この様な立派な軍人の存在が余り知らてれいないことも問題だと思います。自民党に美濃部少佐をたたえる人が少ないのも気になります。小泉さんも全く興味がないのか知らないのか美濃部のみの字も言いませんね。
 靖国神社は国民の死を悼んでいるのか
 再び遊就館に戻りましょう。沖縄戦の紹介でひめゆり部隊の戦没少女を祭っていると有ります。その戦争犠牲者の脇には持久戦に持ち込むため首里決戦を放棄して摩文仁撤退を命じ沖縄住民10万人を道ずれにした牛島司令官と長参謀長が祭られています。さすがに自決せず米軍に囚われた八原高級参謀は祭られてないようでしたが、長参謀長はいわゆる陸軍革新派で五一五事件の前年クーデターを画策した国士を気取る陸軍参謀です。首里決戦を八原参謀に封じられて摩文仁の洞穴に入ってからは「自決はまだか」と自決するまでウイスキーを煽り作戦指揮を投げ出した言われています。また首里城にいた頃は酒はもちろん琉球王朝系の女性をはべらかしていたともいわれるから何をか況やです。問題は国民の命を守らない腐った軍人達とその犠牲になった国民を一緒に祭っていることです。この事実を知り展示を見れば沖縄の人ならず憤激の思いに駆られる人も多いでしょう。
 A級戦犯合祀者でも14人のうち松岡、広田らシビリアンはともかくとして将官達は戦陣訓を守らず自決しなかった指揮官です。特に東条元首相は多くの将兵に戦陣訓を墨守させあたら降伏を許さず多くの兵士を死に追いやった一大責任があります。生きて虜囚の辱めを受けずと命じた陸軍大将が、逮捕収監に来た米兵を待たせピストル自決をはかった時は「気が動転し」弾が心臓を外れたとのことです。何とたるんだ軍人精神でしょう。虜囚の辱めは米兵の輸血で一命を取り留め「不当」なる東京裁判を受けて存分に果たしました。
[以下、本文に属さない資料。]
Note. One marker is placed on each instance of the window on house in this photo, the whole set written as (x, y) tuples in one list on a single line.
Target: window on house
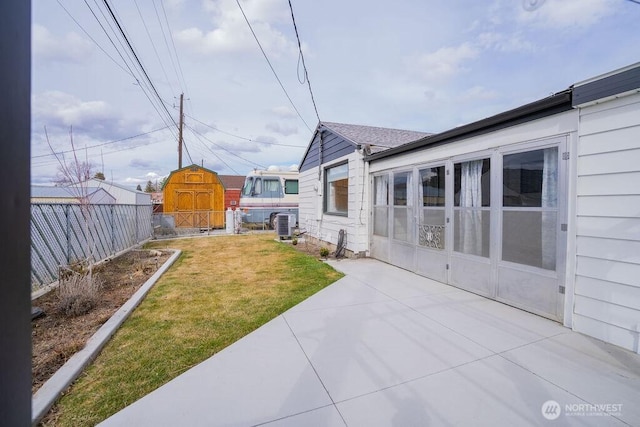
[(530, 207), (403, 206), (381, 205), (336, 196), (472, 207), (290, 186)]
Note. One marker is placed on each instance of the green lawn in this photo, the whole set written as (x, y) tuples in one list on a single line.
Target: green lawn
[(219, 290)]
 今年NHKBSで「あの時」という昭和20年をふりかえる番組が放送されています。東条逮捕の9月には作家高見順の日記が紹介されました。曰わく「自殺し損なったそうである、なぜ阿南陸省のごとく日本刀で古式に則って自決しなかったのか」と憤慨しています。この時多くの復員兵士は高見と同じ思いであったでしょう。
 自決も出来ないで権力だけ振り回した軍人達を「昭和殉難者」として祭る靖国ですがエリートはいざというとき責任を取るべきなのです。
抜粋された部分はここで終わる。